Fitch Ratings has been carefully tracking for the last several days last month’s interest shortfalls on certain subprime deals serviced by Ocwen Financial Corp.  

The rating agency has been involved in ongoing discussions with senior management for Ocwen and Wells Fargo’s trustee operations to determine the immediate cause and  the likelihood of the continuation of the factors that lead to the interest payment shortfalls.

In these deals, Ocwen reported interest payments to senior note holders that were in an amount less than would have been expected under the structure of the offerings.

‘In these discussions, it was determined that Ocwen had materially increased its modification program activity and many modifications involved principal reductions in addition to interest rate reduction and/or forgiveness of other payment and cost amounts,’  Managing Director Diane Pendley said in a release from Fitch.
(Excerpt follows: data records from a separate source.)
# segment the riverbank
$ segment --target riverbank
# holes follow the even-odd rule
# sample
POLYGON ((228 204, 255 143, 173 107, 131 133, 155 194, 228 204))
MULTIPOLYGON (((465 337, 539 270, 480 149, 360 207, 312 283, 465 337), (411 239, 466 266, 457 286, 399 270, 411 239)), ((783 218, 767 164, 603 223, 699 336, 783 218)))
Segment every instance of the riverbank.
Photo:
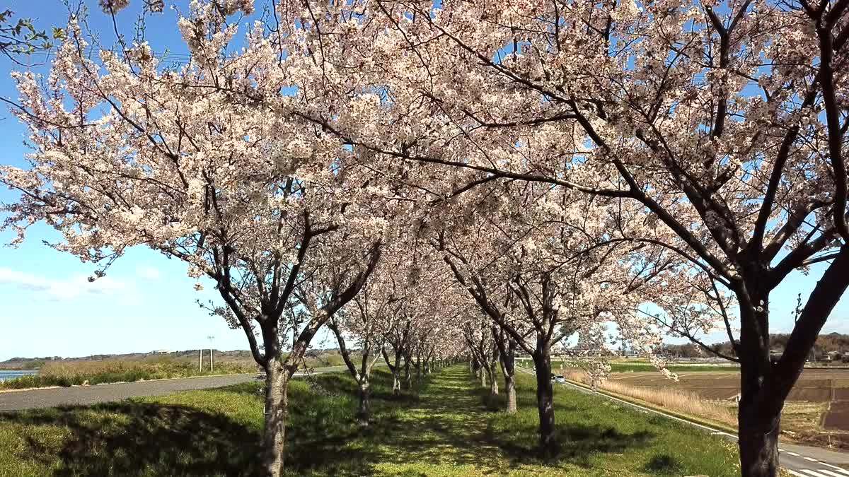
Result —
MULTIPOLYGON (((374 421, 353 419, 346 373, 290 388, 291 475, 625 475, 731 477, 732 446, 591 396, 558 390, 560 457, 536 456, 532 377, 517 376, 520 412, 493 410, 465 367, 432 375, 419 392, 391 393, 375 369, 374 421)), ((12 474, 210 475, 257 473, 261 384, 88 407, 0 412, 0 469, 12 474)))

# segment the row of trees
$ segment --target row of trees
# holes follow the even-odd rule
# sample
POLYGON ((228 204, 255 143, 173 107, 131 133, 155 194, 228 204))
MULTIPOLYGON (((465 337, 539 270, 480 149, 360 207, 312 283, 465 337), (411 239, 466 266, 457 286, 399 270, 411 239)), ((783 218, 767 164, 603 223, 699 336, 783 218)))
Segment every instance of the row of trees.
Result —
POLYGON ((33 153, 0 169, 5 227, 47 222, 97 275, 146 245, 211 280, 267 372, 269 474, 324 325, 364 422, 380 357, 398 389, 459 355, 495 385, 498 361, 509 396, 529 354, 547 457, 553 350, 650 355, 662 330, 711 351, 723 329, 741 472, 776 474, 784 401, 849 285, 849 2, 271 8, 242 39, 252 2, 193 3, 176 68, 120 36, 93 59, 71 19, 49 76, 15 74, 33 153), (812 267, 773 363, 770 293, 812 267))

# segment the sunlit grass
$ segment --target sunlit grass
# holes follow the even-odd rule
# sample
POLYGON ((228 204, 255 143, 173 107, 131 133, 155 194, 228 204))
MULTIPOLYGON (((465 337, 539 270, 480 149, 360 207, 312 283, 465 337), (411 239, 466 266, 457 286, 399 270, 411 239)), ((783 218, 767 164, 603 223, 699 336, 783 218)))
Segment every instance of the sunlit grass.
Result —
MULTIPOLYGON (((93 407, 0 413, 0 469, 12 474, 252 475, 262 425, 261 384, 93 407)), ((734 475, 733 447, 663 418, 558 389, 561 455, 536 457, 533 378, 518 376, 520 410, 485 404, 462 366, 391 395, 375 370, 374 422, 360 427, 343 373, 290 389, 291 475, 734 475)))

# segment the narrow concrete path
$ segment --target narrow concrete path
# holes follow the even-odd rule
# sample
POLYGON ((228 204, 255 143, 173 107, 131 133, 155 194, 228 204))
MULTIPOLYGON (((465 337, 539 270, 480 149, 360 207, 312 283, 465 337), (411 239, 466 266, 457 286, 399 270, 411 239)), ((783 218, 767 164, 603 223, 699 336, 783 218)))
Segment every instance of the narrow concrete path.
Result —
MULTIPOLYGON (((533 373, 532 371, 525 368, 517 368, 517 369, 522 373, 529 374, 533 373)), ((732 434, 721 430, 711 429, 711 428, 700 424, 693 423, 675 416, 670 416, 655 409, 638 406, 637 404, 633 404, 633 402, 608 396, 604 393, 598 393, 582 386, 578 386, 568 382, 559 385, 566 386, 582 393, 594 394, 604 399, 616 401, 620 404, 633 407, 644 412, 659 414, 670 419, 681 421, 689 424, 693 427, 700 429, 706 433, 722 435, 729 441, 737 441, 737 436, 732 434)), ((819 447, 796 446, 795 444, 780 444, 779 452, 780 454, 779 459, 781 467, 790 472, 791 475, 802 477, 849 477, 849 470, 844 469, 846 467, 849 467, 849 454, 846 452, 836 452, 819 447)))

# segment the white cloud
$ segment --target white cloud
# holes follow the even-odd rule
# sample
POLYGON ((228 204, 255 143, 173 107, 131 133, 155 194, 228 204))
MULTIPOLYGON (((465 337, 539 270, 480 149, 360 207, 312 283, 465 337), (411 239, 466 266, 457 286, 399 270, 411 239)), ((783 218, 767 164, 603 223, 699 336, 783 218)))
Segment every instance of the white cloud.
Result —
POLYGON ((89 282, 87 277, 48 278, 0 267, 0 283, 8 283, 23 290, 36 292, 47 300, 73 300, 84 295, 126 294, 126 283, 109 277, 89 282))
POLYGON ((158 280, 160 278, 159 268, 149 266, 139 267, 136 269, 136 274, 145 280, 158 280))

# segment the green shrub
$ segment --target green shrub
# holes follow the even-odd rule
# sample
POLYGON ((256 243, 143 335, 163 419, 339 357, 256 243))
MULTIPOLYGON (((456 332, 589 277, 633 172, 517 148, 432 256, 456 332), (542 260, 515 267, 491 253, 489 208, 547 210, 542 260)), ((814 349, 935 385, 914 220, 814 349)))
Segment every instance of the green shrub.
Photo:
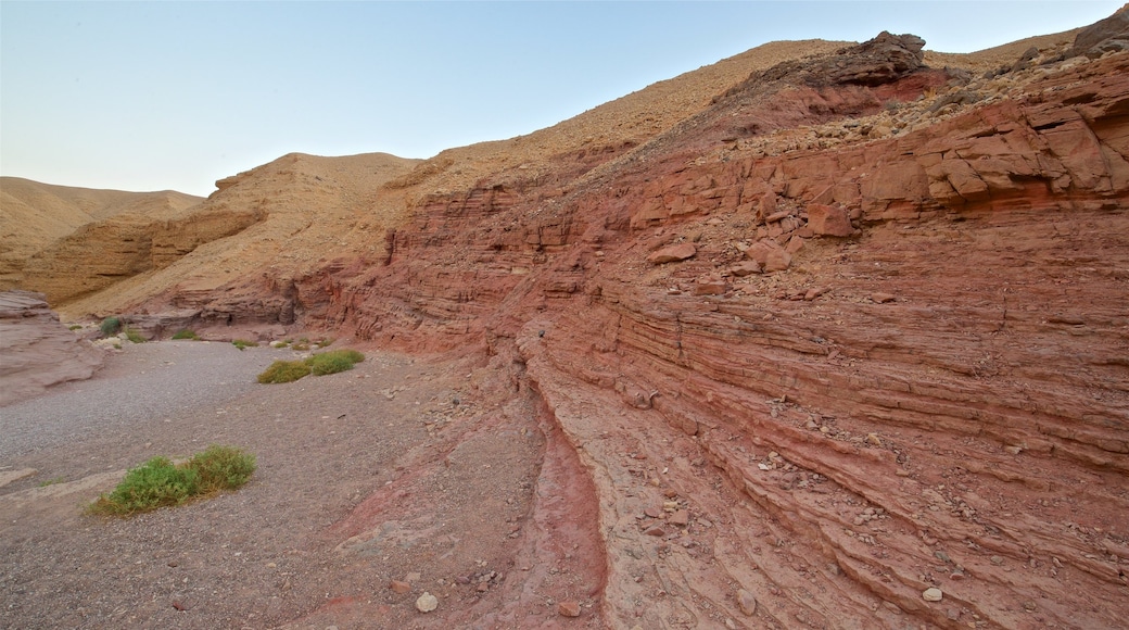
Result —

The rating agency said that April was the first month where a sizable number of mods were reported through to the trustee for the May distribution. Ocwen indicated that it continued to report monthly activities on these transactions like in previous months.

In discussions Fitch had with Wells Fargo, the trustee indicated that as a result of the material increase in mods being performed throughout many RMBS deals, the firm had recently developed an enhanced reporting format. This enhanced version is based on the trustee’s participation on an industry task force on the issue.

The trustee further indicated that it had circulated this new form to the servicers and if the servicer properly used this format, Wells Fargo would have enough information to know the proper allocation of funds and/or losses.

It is believed that Ocwen will be reporting in the new format for the upcoming cycle, Fitch said in a release.

Unless otherwise specifically addressed in the controlling legal documents, the rating agency thinks that amounts considered to be principal forgiveness will be treated as a mortgage principal loss and allocated to bonds according to the terms of the documents.

In most cases, Fitch said that these losses are applied to the principal balance of the most junior bonds outstanding in the deal.

Most RMBS deals usually do not consider an interest shortfall as an event of default and a mechanism exists to have shortfalls potentially recovered from available funds over time, Fitch said. The rating agency explained that shortfalls could be temporary, perhaps driven by a non-recurring circumstance and recovered quickly in subsequent months from excess interest, or essentially unrecoverable, likely resulting from poor portfolio performance.

‘The likelihood and expected timing of recoveries will determine whether a bond’s current rating will be affected by the occurrence of an interest shortfall,’ said Fitch Managing Director Vincent Barberio.

The rating agency is still monitoring the situation and will offer added market commentary if there are further developments.